Assume that we have a good matrix $B$. How to show that for $n\in \mathbb{N}$:
$$\left(\mathbb{I} - (\mathbb{I}-B)^n\right)^2\prec nB$$
I know that, given a good matrix $B$, the matrices $(\mathbb{I}-B)$ and $(\mathbb{I} - (\mathbb{I}-B)^n)$ are good as well. So, it is easy to show that $$\left(\mathbb{I} - (\mathbb{I}-B)^n\right)^2\prec I $$
But $\left(\mathbb{I} - (\mathbb{I}-B)^n\right)^2\prec nB$ does seem to be more difficult to prove.
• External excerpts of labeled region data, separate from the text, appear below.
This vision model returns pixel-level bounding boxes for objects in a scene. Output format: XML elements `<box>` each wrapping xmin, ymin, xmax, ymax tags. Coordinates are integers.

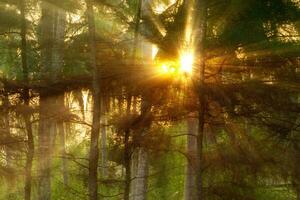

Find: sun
<box><xmin>179</xmin><ymin>51</ymin><xmax>194</xmax><ymax>74</ymax></box>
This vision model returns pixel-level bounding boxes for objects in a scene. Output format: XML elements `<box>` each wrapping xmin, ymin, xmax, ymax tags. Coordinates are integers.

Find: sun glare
<box><xmin>180</xmin><ymin>52</ymin><xmax>194</xmax><ymax>74</ymax></box>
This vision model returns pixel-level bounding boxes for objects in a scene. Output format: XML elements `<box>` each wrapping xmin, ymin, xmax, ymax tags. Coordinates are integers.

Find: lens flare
<box><xmin>180</xmin><ymin>52</ymin><xmax>194</xmax><ymax>74</ymax></box>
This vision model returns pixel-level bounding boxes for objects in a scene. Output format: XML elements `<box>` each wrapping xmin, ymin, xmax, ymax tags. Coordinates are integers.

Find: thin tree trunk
<box><xmin>184</xmin><ymin>116</ymin><xmax>198</xmax><ymax>200</ymax></box>
<box><xmin>101</xmin><ymin>105</ymin><xmax>108</xmax><ymax>177</ymax></box>
<box><xmin>57</xmin><ymin>95</ymin><xmax>69</xmax><ymax>187</ymax></box>
<box><xmin>38</xmin><ymin>0</ymin><xmax>66</xmax><ymax>200</ymax></box>
<box><xmin>20</xmin><ymin>0</ymin><xmax>34</xmax><ymax>200</ymax></box>
<box><xmin>124</xmin><ymin>95</ymin><xmax>131</xmax><ymax>200</ymax></box>
<box><xmin>134</xmin><ymin>148</ymin><xmax>149</xmax><ymax>200</ymax></box>
<box><xmin>86</xmin><ymin>0</ymin><xmax>100</xmax><ymax>200</ymax></box>
<box><xmin>195</xmin><ymin>0</ymin><xmax>207</xmax><ymax>200</ymax></box>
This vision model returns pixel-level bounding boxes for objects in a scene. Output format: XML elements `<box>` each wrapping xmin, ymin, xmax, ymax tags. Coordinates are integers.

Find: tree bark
<box><xmin>184</xmin><ymin>116</ymin><xmax>198</xmax><ymax>200</ymax></box>
<box><xmin>38</xmin><ymin>1</ymin><xmax>66</xmax><ymax>200</ymax></box>
<box><xmin>134</xmin><ymin>148</ymin><xmax>149</xmax><ymax>200</ymax></box>
<box><xmin>57</xmin><ymin>95</ymin><xmax>69</xmax><ymax>187</ymax></box>
<box><xmin>20</xmin><ymin>0</ymin><xmax>34</xmax><ymax>200</ymax></box>
<box><xmin>86</xmin><ymin>0</ymin><xmax>101</xmax><ymax>200</ymax></box>
<box><xmin>195</xmin><ymin>0</ymin><xmax>207</xmax><ymax>200</ymax></box>
<box><xmin>100</xmin><ymin>103</ymin><xmax>108</xmax><ymax>178</ymax></box>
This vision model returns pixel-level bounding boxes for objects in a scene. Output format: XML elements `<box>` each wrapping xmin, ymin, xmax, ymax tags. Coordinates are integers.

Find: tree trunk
<box><xmin>134</xmin><ymin>148</ymin><xmax>149</xmax><ymax>200</ymax></box>
<box><xmin>86</xmin><ymin>0</ymin><xmax>100</xmax><ymax>200</ymax></box>
<box><xmin>124</xmin><ymin>97</ymin><xmax>132</xmax><ymax>200</ymax></box>
<box><xmin>195</xmin><ymin>0</ymin><xmax>207</xmax><ymax>200</ymax></box>
<box><xmin>20</xmin><ymin>0</ymin><xmax>34</xmax><ymax>200</ymax></box>
<box><xmin>38</xmin><ymin>1</ymin><xmax>66</xmax><ymax>200</ymax></box>
<box><xmin>184</xmin><ymin>116</ymin><xmax>198</xmax><ymax>200</ymax></box>
<box><xmin>57</xmin><ymin>95</ymin><xmax>69</xmax><ymax>187</ymax></box>
<box><xmin>101</xmin><ymin>105</ymin><xmax>108</xmax><ymax>178</ymax></box>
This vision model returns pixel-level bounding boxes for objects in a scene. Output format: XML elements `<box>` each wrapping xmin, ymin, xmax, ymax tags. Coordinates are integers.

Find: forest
<box><xmin>0</xmin><ymin>0</ymin><xmax>300</xmax><ymax>200</ymax></box>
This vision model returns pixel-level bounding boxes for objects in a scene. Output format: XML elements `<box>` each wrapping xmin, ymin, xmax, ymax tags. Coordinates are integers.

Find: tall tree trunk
<box><xmin>38</xmin><ymin>0</ymin><xmax>66</xmax><ymax>200</ymax></box>
<box><xmin>134</xmin><ymin>148</ymin><xmax>149</xmax><ymax>200</ymax></box>
<box><xmin>184</xmin><ymin>116</ymin><xmax>198</xmax><ymax>200</ymax></box>
<box><xmin>195</xmin><ymin>0</ymin><xmax>207</xmax><ymax>200</ymax></box>
<box><xmin>57</xmin><ymin>95</ymin><xmax>69</xmax><ymax>187</ymax></box>
<box><xmin>86</xmin><ymin>0</ymin><xmax>100</xmax><ymax>200</ymax></box>
<box><xmin>124</xmin><ymin>96</ymin><xmax>131</xmax><ymax>200</ymax></box>
<box><xmin>20</xmin><ymin>0</ymin><xmax>34</xmax><ymax>200</ymax></box>
<box><xmin>100</xmin><ymin>101</ymin><xmax>108</xmax><ymax>178</ymax></box>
Suppose that $Q$ is orthogonal and diagonalizes $B$. Then $$ Q'BQ = D $$ is diagonal (where the prime means 'transpose'), with all diagonal entries strictly between 0 and 1, and each column of $v$ is a unit eigenvector of $B$.
It turns out that such eigenvectors are also eigenvectors of $I - B$ (with eigenvalues $1-c$, where $c$ is the corresponding eigenvalue in $B$), hence of $(I - B)^n$, and hence of $(I - (I-B)^n)$, and hence of $(I - (I- B)^n)^2$. In short: $Q$ also diagonalizes the matrix you're looking at.
I believe (but I might be wrong -- kinda early in the morning) that in the $Q$ basis, your matrix looks like $$ (I - (I - D)^n)^2 $$ Now all you have to do is check that for each diagonal entry $c$ of $D$, you have $$ (1 - (1-c)^n)^2 \le nc $$
which is presumably either false or a not-too-hard calculus problem. I leave that part to you.
I'm a little uncertain about the less-than-or-equal vs less-than matter; I suspect that $A \preceq 0$ really means that $A$ is positive semidefinite, but I can't be sure of that. Anyhow, you can decide which one it is, and then you can do the appropriate calculus problem.